What Will The Climate Be Like in 2100?

What Will The Climate Be Like in 2100?

Stanford University climatologist Stephen Schneider discusses what we know and don’t know about the future of the Earth’s climate, and whether it is worth spending trillions of dollars to fight climate change.

What will the Earth's climate be like at the end of this century?

What's the old joke? Prediction is hard, especially about the future. What do you have to do to predict the climate of 2100? Well, you have to know how much CO2, methane, nitrous oxide, aerosols - that's dust and smoke - are going to be there, because that changes what we call the forcing - the pressures on the climate system - to be warmer or colder.

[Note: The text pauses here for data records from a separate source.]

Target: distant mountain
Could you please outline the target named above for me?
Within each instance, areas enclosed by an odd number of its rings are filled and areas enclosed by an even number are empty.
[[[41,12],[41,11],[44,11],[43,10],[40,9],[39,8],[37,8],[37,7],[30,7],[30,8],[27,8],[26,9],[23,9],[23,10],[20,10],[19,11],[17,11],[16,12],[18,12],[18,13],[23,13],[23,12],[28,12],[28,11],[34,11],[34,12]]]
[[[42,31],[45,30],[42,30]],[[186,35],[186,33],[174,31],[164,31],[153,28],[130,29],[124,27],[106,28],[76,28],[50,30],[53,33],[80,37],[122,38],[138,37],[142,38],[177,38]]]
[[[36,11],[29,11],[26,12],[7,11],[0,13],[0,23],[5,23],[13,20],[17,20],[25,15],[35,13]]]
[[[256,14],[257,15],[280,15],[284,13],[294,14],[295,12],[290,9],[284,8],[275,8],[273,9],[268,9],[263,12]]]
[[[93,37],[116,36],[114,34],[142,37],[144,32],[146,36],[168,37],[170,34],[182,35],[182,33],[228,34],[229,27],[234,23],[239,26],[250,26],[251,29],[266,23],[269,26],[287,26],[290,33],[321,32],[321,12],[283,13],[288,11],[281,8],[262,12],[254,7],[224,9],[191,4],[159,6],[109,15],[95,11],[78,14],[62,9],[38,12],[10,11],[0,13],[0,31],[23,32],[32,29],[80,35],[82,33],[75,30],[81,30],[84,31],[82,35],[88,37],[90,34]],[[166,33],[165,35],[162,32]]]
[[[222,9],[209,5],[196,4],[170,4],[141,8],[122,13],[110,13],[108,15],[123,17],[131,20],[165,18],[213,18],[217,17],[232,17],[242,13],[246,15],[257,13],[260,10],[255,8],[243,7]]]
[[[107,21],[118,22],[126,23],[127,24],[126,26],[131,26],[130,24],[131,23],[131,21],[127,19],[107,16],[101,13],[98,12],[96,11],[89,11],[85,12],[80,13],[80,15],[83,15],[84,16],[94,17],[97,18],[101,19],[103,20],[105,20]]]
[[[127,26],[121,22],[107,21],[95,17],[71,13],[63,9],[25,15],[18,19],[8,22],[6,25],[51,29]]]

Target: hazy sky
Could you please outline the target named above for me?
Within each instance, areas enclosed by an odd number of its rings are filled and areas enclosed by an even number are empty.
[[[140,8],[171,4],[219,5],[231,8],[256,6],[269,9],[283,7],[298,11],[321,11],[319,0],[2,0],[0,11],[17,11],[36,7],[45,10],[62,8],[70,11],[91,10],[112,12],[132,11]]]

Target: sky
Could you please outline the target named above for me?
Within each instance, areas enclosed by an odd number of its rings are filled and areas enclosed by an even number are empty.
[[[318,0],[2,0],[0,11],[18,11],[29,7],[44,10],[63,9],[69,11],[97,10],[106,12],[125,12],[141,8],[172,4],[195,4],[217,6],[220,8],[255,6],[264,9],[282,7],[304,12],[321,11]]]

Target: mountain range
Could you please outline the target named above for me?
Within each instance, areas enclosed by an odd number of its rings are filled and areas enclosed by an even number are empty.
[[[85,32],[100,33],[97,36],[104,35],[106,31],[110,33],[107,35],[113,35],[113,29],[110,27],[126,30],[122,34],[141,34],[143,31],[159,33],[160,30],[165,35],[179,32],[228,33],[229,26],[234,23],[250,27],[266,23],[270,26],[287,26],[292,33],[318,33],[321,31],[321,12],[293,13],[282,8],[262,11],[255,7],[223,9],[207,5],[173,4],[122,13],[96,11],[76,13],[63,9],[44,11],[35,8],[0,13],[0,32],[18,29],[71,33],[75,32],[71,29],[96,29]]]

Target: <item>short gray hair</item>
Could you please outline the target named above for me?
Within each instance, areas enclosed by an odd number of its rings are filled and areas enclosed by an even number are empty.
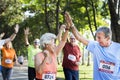
[[[45,44],[51,43],[52,39],[56,39],[56,35],[53,33],[45,33],[40,37],[40,45],[42,48],[45,47]]]
[[[96,31],[96,33],[95,33],[95,35],[97,34],[97,33],[99,33],[99,32],[103,32],[104,34],[105,34],[105,37],[112,37],[112,31],[111,31],[111,29],[109,29],[108,27],[100,27],[97,31]]]

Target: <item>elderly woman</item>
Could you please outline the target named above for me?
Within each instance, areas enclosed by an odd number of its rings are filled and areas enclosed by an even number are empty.
[[[16,25],[14,28],[15,32],[10,36],[10,38],[3,39],[4,46],[0,44],[1,49],[1,65],[2,65],[2,77],[3,80],[10,80],[10,77],[12,75],[12,69],[14,66],[14,62],[17,59],[15,49],[12,46],[12,40],[15,38],[16,34],[19,31],[19,26]]]
[[[55,80],[57,73],[57,55],[64,47],[69,27],[66,27],[66,31],[62,40],[56,46],[56,36],[52,33],[45,33],[40,38],[40,45],[43,47],[43,51],[35,56],[35,69],[36,80]]]

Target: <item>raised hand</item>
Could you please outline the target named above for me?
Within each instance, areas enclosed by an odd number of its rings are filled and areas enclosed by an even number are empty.
[[[30,34],[28,27],[27,27],[26,29],[24,29],[24,34],[25,34],[25,35],[29,35],[29,34]]]
[[[45,57],[48,57],[49,54],[50,54],[48,50],[44,50],[43,53],[44,53],[44,56],[45,56]]]
[[[19,25],[18,24],[16,24],[16,26],[14,27],[14,30],[15,30],[15,33],[18,33],[18,31],[19,31]]]
[[[68,12],[65,12],[65,21],[67,24],[67,28],[70,28],[73,25],[72,18]]]
[[[1,33],[0,34],[0,39],[3,37],[5,35],[5,33],[3,32],[3,33]]]

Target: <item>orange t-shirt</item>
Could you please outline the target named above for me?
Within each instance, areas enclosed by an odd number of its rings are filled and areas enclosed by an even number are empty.
[[[12,68],[14,65],[13,59],[16,55],[16,52],[13,48],[11,49],[6,49],[2,48],[2,66],[7,67],[7,68]]]
[[[44,59],[43,53],[39,53],[40,59]],[[42,74],[36,72],[37,79],[55,80],[57,73],[57,60],[56,55],[52,54],[52,63],[46,63]]]

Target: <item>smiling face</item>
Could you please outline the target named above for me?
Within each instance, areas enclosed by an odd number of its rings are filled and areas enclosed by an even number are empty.
[[[101,46],[107,47],[110,43],[110,37],[105,37],[103,32],[98,32],[96,33],[96,41],[98,41]]]

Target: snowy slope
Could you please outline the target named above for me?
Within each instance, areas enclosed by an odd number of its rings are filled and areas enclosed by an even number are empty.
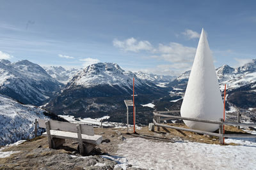
[[[39,105],[60,90],[58,82],[39,65],[28,60],[0,60],[0,93],[25,104]]]
[[[75,68],[66,69],[61,66],[44,67],[44,69],[52,78],[63,84],[67,84],[76,74],[81,70],[81,69]]]
[[[0,94],[0,145],[33,137],[35,119],[45,118],[44,111]]]
[[[228,89],[235,89],[245,85],[256,82],[256,59],[253,62],[244,64],[237,68],[224,65],[216,69],[221,90],[223,90],[225,84]],[[186,71],[175,78],[170,83],[172,87],[180,87],[187,83],[190,71]]]
[[[116,167],[124,169],[128,164],[147,169],[255,169],[255,141],[228,139],[226,141],[239,141],[241,146],[156,142],[132,138],[118,145],[118,156],[102,157],[116,160],[118,164]]]
[[[141,71],[134,72],[136,76],[145,81],[150,81],[154,83],[163,83],[163,82],[170,82],[175,76],[163,76],[163,75],[157,75],[154,74],[148,74]]]
[[[45,108],[60,115],[107,115],[112,111],[124,108],[124,100],[132,94],[133,78],[135,94],[140,95],[141,101],[149,103],[152,101],[150,97],[168,95],[166,89],[141,80],[116,64],[97,63],[76,74]]]
[[[72,85],[90,87],[99,85],[132,87],[132,78],[136,79],[138,85],[143,83],[131,71],[125,71],[116,64],[97,63],[86,67],[75,76],[68,83],[68,88]]]

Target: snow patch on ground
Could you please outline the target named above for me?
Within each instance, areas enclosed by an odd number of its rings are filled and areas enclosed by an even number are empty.
[[[148,103],[148,104],[141,104],[142,106],[143,107],[148,107],[148,108],[153,108],[155,107],[155,104],[154,104],[152,103]]]
[[[116,162],[151,169],[255,169],[256,145],[252,141],[250,145],[221,146],[129,138],[119,145]]]
[[[18,153],[19,151],[0,152],[0,158],[6,158],[11,156],[12,153]]]
[[[125,157],[114,155],[102,155],[101,157],[115,161],[117,164],[115,166],[115,168],[121,167],[125,170],[128,166],[128,160]]]
[[[12,153],[18,153],[19,151],[8,151],[2,152],[3,150],[13,146],[17,146],[26,141],[26,140],[20,140],[12,144],[6,145],[4,147],[0,149],[0,158],[6,158],[10,157]]]
[[[237,111],[237,109],[236,109],[234,106],[230,106],[229,107],[229,110],[226,111],[226,113],[234,113]]]
[[[179,99],[172,100],[172,101],[170,101],[170,102],[177,102],[177,101],[179,101],[179,100],[182,99],[183,99],[183,97],[181,97],[181,98],[179,98]]]
[[[168,83],[159,83],[158,84],[156,84],[156,85],[160,87],[167,87],[166,85]]]
[[[17,146],[17,145],[20,145],[20,144],[25,142],[25,141],[26,141],[26,140],[20,140],[20,141],[17,141],[17,142],[12,143],[12,144],[7,144],[6,145],[6,147],[10,147],[10,146]]]
[[[62,117],[69,122],[74,124],[87,124],[87,125],[92,125],[95,127],[99,127],[101,125],[100,120],[108,119],[109,118],[109,116],[104,116],[101,118],[76,118],[74,116],[71,115],[58,115],[60,117]],[[131,123],[132,123],[131,122]],[[127,128],[126,124],[124,124],[123,123],[118,123],[118,122],[102,122],[103,127],[112,127],[113,128]],[[131,129],[133,125],[129,125],[129,129]],[[136,125],[136,129],[140,130],[141,129],[141,127],[139,127]],[[132,130],[131,130],[132,131]]]

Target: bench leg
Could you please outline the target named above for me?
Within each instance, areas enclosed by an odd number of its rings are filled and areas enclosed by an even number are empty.
[[[83,153],[81,153],[81,150],[80,150],[80,145],[78,145],[77,150],[80,152],[81,155],[86,155],[89,154],[89,153],[91,152],[94,149],[95,146],[96,145],[91,143],[83,143],[83,150],[82,150]]]
[[[60,146],[62,146],[62,145],[65,143],[64,139],[53,138],[52,141],[52,146],[54,148],[56,148]]]

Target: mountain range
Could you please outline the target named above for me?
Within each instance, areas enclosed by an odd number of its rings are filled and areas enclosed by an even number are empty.
[[[164,94],[168,95],[165,89],[138,78],[116,64],[97,63],[77,73],[45,107],[54,113],[81,117],[122,111],[124,100],[131,99],[133,78],[138,101],[151,102]]]
[[[237,109],[256,108],[256,59],[237,68],[224,65],[216,71],[223,93],[227,85],[226,106],[235,106]],[[173,88],[171,96],[181,97],[184,95],[189,74],[189,71],[186,71],[167,85]],[[229,110],[229,106],[226,109]]]
[[[36,118],[64,120],[39,107],[22,104],[0,94],[0,146],[34,137]],[[38,129],[38,135],[42,131]]]
[[[0,94],[24,104],[43,108],[58,115],[81,117],[111,115],[111,121],[125,122],[125,99],[131,99],[135,78],[138,118],[150,121],[154,109],[179,109],[190,71],[178,77],[159,76],[122,69],[114,63],[97,63],[83,69],[42,67],[28,60],[0,60]],[[250,111],[256,108],[256,60],[233,68],[216,69],[220,89],[227,84],[227,110]],[[159,83],[165,86],[158,86]],[[148,114],[148,115],[147,115]],[[147,121],[144,123],[147,124]]]
[[[60,91],[63,84],[39,65],[27,60],[0,60],[0,94],[24,104],[40,106]]]

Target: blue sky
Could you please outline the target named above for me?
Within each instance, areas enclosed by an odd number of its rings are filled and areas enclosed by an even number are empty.
[[[216,67],[256,59],[255,1],[1,1],[0,59],[178,75],[202,27]]]

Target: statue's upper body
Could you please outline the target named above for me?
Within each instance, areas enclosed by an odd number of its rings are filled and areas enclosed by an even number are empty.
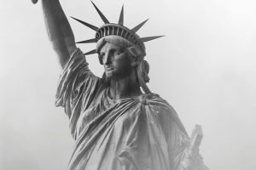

We know it's going to be warmer. That's virtually certain.

What are the possible climate scenarios for the end of this century?

Greenhouse gas concentrations double pre-industrial levels and then come down like a steep ski slope because we've invented our way out of the problem with new high technology, and we deploy it starting in 2020. By the end of the century we mearly increased carbon dioxide by, say, 80 percent of pre-industrial levels. That, I'm sorry to say, is a good scenario.


The bad scenario is business as usual. We keep getting richer as fast as we can. We do what we did in the Victorian Industrial Revolution in the rich countries: sweat shops, coal-burning internal combustion engines. Well, what do you think China and India are doing?


Which scenario is likely?

The estimate (for increased temperatures) is between 1.5 and 4.5 degrees Celsius during the next 25 years. Very recently, the IPCC narrowed it to between 2 and 4.5 degrees. They call that "likely." Well, likely means two-thirds to ninety percent. So, that still means there's a 5-7 percent chance it could be "lucky" - below two degrees - or "really unlucky" - above 4.5.

The worst of all worlds is an increase of more than seven degrees. That's an astronomically large number, because an ice age is about six degrees cooler than an interglacial that we're now in. And we're talking about a ten-percent chance it's as large a temperature difference as an ice age to an interglacial cycle, but happening in a century; not in five thousand years.